Wednesday, January 16, 1985 12:00 p.m.

Alex Garcia
Applied Research Laboratories
The University of Texas at Austin

There are a million stories in that big place they call The University. Some of them are about people making a living from the peculiar way the density of water changes when it is compressed. This is one of those stories.

It’s about a handful of men who measured the directivity pattern of a low frequency transducer using the sound scattered from a high amplitude, high frequency sound beam, called the pump. Not only that but they placed the pump so close to the transducer that most of the sound-sound interaction region was in the nearfield of the transducer! It is also the story of one man who tried to explain their results.

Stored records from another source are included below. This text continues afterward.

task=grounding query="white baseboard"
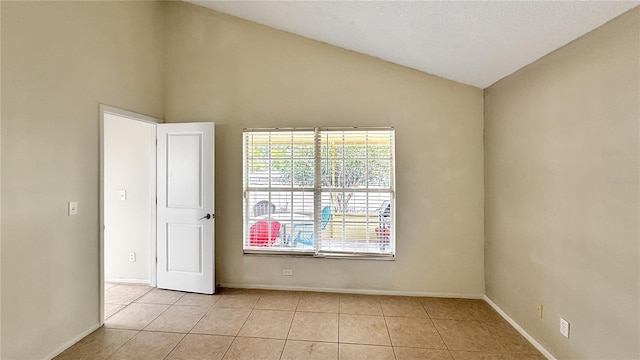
[482,295,556,360]
[218,283,484,299]
[104,278,150,285]
[44,324,101,360]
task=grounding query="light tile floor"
[56,284,544,360]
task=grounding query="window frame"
[242,127,396,260]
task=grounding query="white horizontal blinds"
[243,129,316,251]
[316,128,395,255]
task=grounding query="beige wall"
[103,114,156,283]
[485,9,640,359]
[0,1,164,359]
[165,2,484,295]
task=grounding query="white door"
[157,123,215,294]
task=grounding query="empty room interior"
[0,0,640,360]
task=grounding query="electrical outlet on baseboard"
[560,318,570,339]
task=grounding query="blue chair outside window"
[291,206,331,246]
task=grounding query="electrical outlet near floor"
[282,269,293,276]
[560,318,569,339]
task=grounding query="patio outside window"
[243,128,395,257]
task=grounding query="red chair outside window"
[249,220,280,247]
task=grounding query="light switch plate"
[69,201,78,216]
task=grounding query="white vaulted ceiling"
[188,0,640,88]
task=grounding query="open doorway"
[100,105,215,324]
[100,105,160,323]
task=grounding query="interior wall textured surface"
[165,2,484,295]
[485,8,640,359]
[0,1,164,359]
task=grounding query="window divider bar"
[313,128,322,254]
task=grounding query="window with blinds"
[243,128,395,257]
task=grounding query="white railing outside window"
[243,128,395,257]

This talk is rated PG-13 (a few brief scenes of mathematical gore). Non-acousticians are urged to attend as the speaker is not an acoustician and will otherwise feel intimidated.

Hydrodynamic Instabilities and Chaos in Flow between Rotating Cylinders

Wednesday, January 30, 1985 12:00 p.m.

Dr. Randall Tagg
Research Fellow
Department of Physics
The University of Texas at Austin

Fluid flow between coaxial rotating cylinders presents a problem rich in ways to test our understanding of the dynamics of systems governed by nonlinear equations. A review will be given, from an experimentalist’s point of view, of the instabilities which occur in this flow geometry and of the quantitative methods used for comparison to the theory of hydrodynamic stability and to numerical simulation. The use of experimental data in recently developed techniques for quantifying chaotic motion will also be discussed.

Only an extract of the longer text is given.